We have had the pleasure of finding some of the tastiest (and easiest as well as "safest") edible fungus on Mr. Neil's property in warm weather including Hen of the Woods, Chicken of the Woods and Giant Puffball. We've seen morels here and there but because they tend to come out during spring bird migration, my mind is otherwise occupied and I've never made the effort for an all out morel hunt. I had done it a few times in Indiana but not much more. Also, nearby neighbors usually hunt morels and in good years they are very generous with their harvest (and I'm not opposed to a honey/morel exchange) so I haven't had huge incentive to look.
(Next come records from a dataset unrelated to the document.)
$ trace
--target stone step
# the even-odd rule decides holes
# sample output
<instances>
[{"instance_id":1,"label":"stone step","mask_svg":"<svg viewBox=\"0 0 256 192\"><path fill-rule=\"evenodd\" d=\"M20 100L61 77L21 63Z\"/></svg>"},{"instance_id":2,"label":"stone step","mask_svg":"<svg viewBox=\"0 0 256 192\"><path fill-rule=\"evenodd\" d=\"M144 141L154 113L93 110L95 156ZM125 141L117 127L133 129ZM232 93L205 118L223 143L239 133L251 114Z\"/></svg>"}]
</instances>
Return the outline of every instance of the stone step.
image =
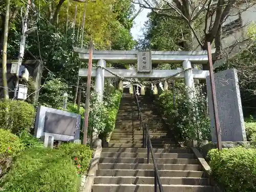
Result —
<instances>
[{"instance_id":1,"label":"stone step","mask_svg":"<svg viewBox=\"0 0 256 192\"><path fill-rule=\"evenodd\" d=\"M170 148L178 147L179 145L174 144L152 143L153 148ZM128 147L141 148L142 144L127 144L127 143L109 143L109 147Z\"/></svg>"},{"instance_id":2,"label":"stone step","mask_svg":"<svg viewBox=\"0 0 256 192\"><path fill-rule=\"evenodd\" d=\"M146 115L146 114L152 114L152 115L159 115L159 114L155 111L153 111L152 110L150 110L150 109L144 109L143 110L140 110L141 113L142 113L142 115ZM136 114L138 114L138 110L137 108L135 109L122 109L120 108L118 110L118 115L135 115Z\"/></svg>"},{"instance_id":3,"label":"stone step","mask_svg":"<svg viewBox=\"0 0 256 192\"><path fill-rule=\"evenodd\" d=\"M131 141L128 139L126 139L126 140L111 140L110 142L110 144L112 144L112 143L123 143L123 144L142 144L142 141ZM152 144L175 144L172 142L172 141L170 140L169 139L165 139L165 140L160 140L158 139L152 139L151 140L151 143Z\"/></svg>"},{"instance_id":4,"label":"stone step","mask_svg":"<svg viewBox=\"0 0 256 192\"><path fill-rule=\"evenodd\" d=\"M165 138L165 137L159 137L159 138L152 138L152 137L151 137L151 140L152 141L154 141L154 140L158 140L159 141L164 141L164 140L168 140L168 141L173 141L173 139L172 139L172 138ZM143 141L143 139L142 139L142 137L141 137L140 138L126 138L126 137L111 137L111 141L113 141L113 142L115 142L115 141L124 141L124 140L130 140L131 141Z\"/></svg>"},{"instance_id":5,"label":"stone step","mask_svg":"<svg viewBox=\"0 0 256 192\"><path fill-rule=\"evenodd\" d=\"M154 153L191 153L190 148L153 148ZM103 148L102 152L108 153L147 153L146 148Z\"/></svg>"},{"instance_id":6,"label":"stone step","mask_svg":"<svg viewBox=\"0 0 256 192\"><path fill-rule=\"evenodd\" d=\"M197 164L157 164L157 166L158 170L202 170L201 166L200 165ZM154 164L136 163L100 163L98 165L98 169L154 170Z\"/></svg>"},{"instance_id":7,"label":"stone step","mask_svg":"<svg viewBox=\"0 0 256 192\"><path fill-rule=\"evenodd\" d=\"M114 131L112 135L111 135L111 138L115 138L115 137L118 137L118 138L125 138L127 139L131 139L131 138L142 138L142 135L143 134L141 133L138 133L138 134L131 134L131 133L126 133L125 132L122 132L122 133L118 132L118 133L115 133L115 131ZM150 133L150 137L151 138L156 138L157 137L165 137L166 136L167 134L166 133Z\"/></svg>"},{"instance_id":8,"label":"stone step","mask_svg":"<svg viewBox=\"0 0 256 192\"><path fill-rule=\"evenodd\" d=\"M150 134L151 135L152 134L162 134L162 133L165 133L167 134L167 131L164 131L164 130L161 130L161 131L158 131L158 130L151 130L150 131ZM120 135L122 135L124 133L125 133L126 134L141 134L142 135L143 134L143 131L119 131L118 130L116 130L114 131L114 133L115 134L120 134Z\"/></svg>"},{"instance_id":9,"label":"stone step","mask_svg":"<svg viewBox=\"0 0 256 192\"><path fill-rule=\"evenodd\" d=\"M150 154L151 157L151 154ZM101 163L147 163L147 158L111 158L101 157ZM150 159L150 163L153 163L152 159ZM184 158L156 158L157 164L198 164L197 159L184 159Z\"/></svg>"},{"instance_id":10,"label":"stone step","mask_svg":"<svg viewBox=\"0 0 256 192\"><path fill-rule=\"evenodd\" d=\"M145 122L144 122L145 121ZM163 124L161 122L159 122L159 121L152 121L151 120L147 121L143 121L143 122L144 123L146 123L147 126L158 126L159 127L162 127ZM129 121L129 120L118 120L115 122L116 126L131 126L131 125L137 125L139 126L140 124L140 122L139 121Z\"/></svg>"},{"instance_id":11,"label":"stone step","mask_svg":"<svg viewBox=\"0 0 256 192\"><path fill-rule=\"evenodd\" d=\"M147 153L109 153L103 152L101 153L101 157L112 158L145 158L147 157ZM151 154L150 154L150 156ZM194 154L191 153L155 153L156 158L185 158L195 159Z\"/></svg>"},{"instance_id":12,"label":"stone step","mask_svg":"<svg viewBox=\"0 0 256 192\"><path fill-rule=\"evenodd\" d=\"M136 126L137 127L137 126ZM151 131L169 131L167 129L165 128L163 128L162 127L156 127L154 128L149 128L147 127L147 129L148 131L150 132ZM116 126L115 128L114 131L141 131L143 130L142 127L141 127L141 129L140 129L139 126L138 127L133 127L132 126L130 127L121 127L121 126Z\"/></svg>"},{"instance_id":13,"label":"stone step","mask_svg":"<svg viewBox=\"0 0 256 192\"><path fill-rule=\"evenodd\" d=\"M164 191L213 192L214 188L208 185L162 185ZM97 184L92 186L93 191L104 192L154 192L153 184ZM159 190L158 190L159 191Z\"/></svg>"},{"instance_id":14,"label":"stone step","mask_svg":"<svg viewBox=\"0 0 256 192\"><path fill-rule=\"evenodd\" d=\"M162 130L164 130L164 131L168 131L167 129L164 129L163 127L163 125L162 124L147 124L146 123L147 125L147 129L151 131L162 131ZM139 129L138 131L140 131L140 124L139 123L136 123L136 124L125 124L125 123L123 123L122 124L116 124L115 127L116 129L115 130L117 130L118 131L119 129L120 130L120 131L123 131L124 129L131 129L131 130L127 130L127 131L137 131L136 130L137 129ZM143 125L142 124L141 125L141 130L142 130L142 127Z\"/></svg>"},{"instance_id":15,"label":"stone step","mask_svg":"<svg viewBox=\"0 0 256 192\"><path fill-rule=\"evenodd\" d=\"M160 178L162 185L207 185L207 178L189 177L164 177ZM154 182L154 177L108 177L97 176L94 177L94 184L149 184Z\"/></svg>"},{"instance_id":16,"label":"stone step","mask_svg":"<svg viewBox=\"0 0 256 192\"><path fill-rule=\"evenodd\" d=\"M202 171L159 170L160 177L205 177ZM144 169L97 169L97 176L154 177L155 170Z\"/></svg>"}]
</instances>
This year, Lorraine and I decided that we would give it a go. We researched morel sites on the interwebs--our favorite site is The Great Morel (great information for beginners and a map that shows when people are finding them). It seemed to us that the time was right and all we needed was a night of rain, some 60 degree-ish temps and some dead elms. We noted that it was going to rain Friday and felt Saturday morning would be great for a meet up. We boned up on morel hunting and used Google Image search to see what elm tree bark looked like so we would know what to look for. Isn't it great what we can to with the internet these days?
As Non Birding Bill and I were driving out to meet Lorraine at Mr. Neil's we got a call. It was a frantic Lorraine. She was already there and had decided to test her dead elm id skills. She looked under a tree that looked like a dead elm according to the Internet and was surrounded by morels. As I heard NBB's end of the conversation, I was screaming, "I can't believe she started without me!!!" NBB was laughing, she didn't mean to, she just checked a tree in the yard to see if it was an elm and there they were.
Lorraine kindly left a cluster for me to find and pick when I arrived--what a gal! It was a great way to start and we searched the surrounding dead trees. Morel mushrooms are not only tasty but part of the Foolproof Four category of wild mushrooms--you can't mistake them for any other mushroom. Now, before anyone takes me to task in the comments about false morels--true morels are hollow in the middle, false morels are solid in the middle. All of our findings were very hollow in the middle.
We did find a few more morels in the general vicinity of Lorraine's first harvest but not like the grouping she had initially found. Of course, we were sticking pretty darn close to the house, we still had acres of woods to check--who knows how many more we would find?
There were white-throated sparrows serenading us as we searched. I made the choice to leave my digiscoping equipment back at the house while we went into the woods. As I said earlier, my birding distracts me from morel hunting. I needed to make sure to focus on the ground, not getting photos of warbles flitting in the leaves overhead. I took my binoculars--I wasn't crazy, if a cool bird was around I was going to look, just not focus on getting photos of them. As we went through the woods, we were not finding any more mushrooms--at least not edible ones. We thought about what was different from the yard vs the woods--shade. We found another spot that should have had morning sun and began to search. Lorraine and I wandered from each other and after about fifteen minutes I heard a scream, "MUUUUUUUUUUUSHROOOOOOOOOM!"
Lorraine found more! She collected her bounty and we were re-energized in our search efforts. It wasn't long before we found another patch--this one however was surrounded by some young stinging nettle. We didn't let it deter us but our hands felt the sting for several minutes afterwards.
This patch was so large (and fortunately not all in the nettle) and so spread out that when we realized it, we were surrounded. We were afraid to take a step for fear of crushing the tasty, tasty shrooms. I got on all fours to get ground level and a better view of the morels that were all over. We filled our bags and they were heavy! I attached my laundry bag to a stick to make it easier to tote. The woody/nutty/salty smell of the fungus made my stomach growl. I've run across a few morel hunters in the woods before and always felt a slight pang of envy seeing those bulging bags of shrooms. Never thought I would be one, but there were with heavy laundry bags full of morels--like we were pro shroomers! As we wrapped up our day of hunting, I got a text from NBB back at the house--even he found a morel. His location was by far the best:
He found a tiny one at the zombie graveyard. Makes sense...morels kind of look like brains and what self respecting zombie is going to ignore a brain shaped shroom?
So above is our harvest for our first ever morel hunt. Not bad! Especially since we are beginners when it comes to morels and...Lorraine doesn't like to eat mushrooms. She's getting a bit more adventurous and has eaten Hen of the Woods and she did make us an awesome morel asparagus cream soup for dinner but I think she dug the hunt more than the taste. I enjoyed both. NBB and I took some home and ate them in omletts and sauces and then Lorraine dried the rest. Reconstituted morels make a most excellent broth--I'm salivating just thinking about what Mr. Neil might whip up for us when he returns.
Can't wait to see if we find any more this month. Check out the Great Morel sight for more info if you would like to search for your own.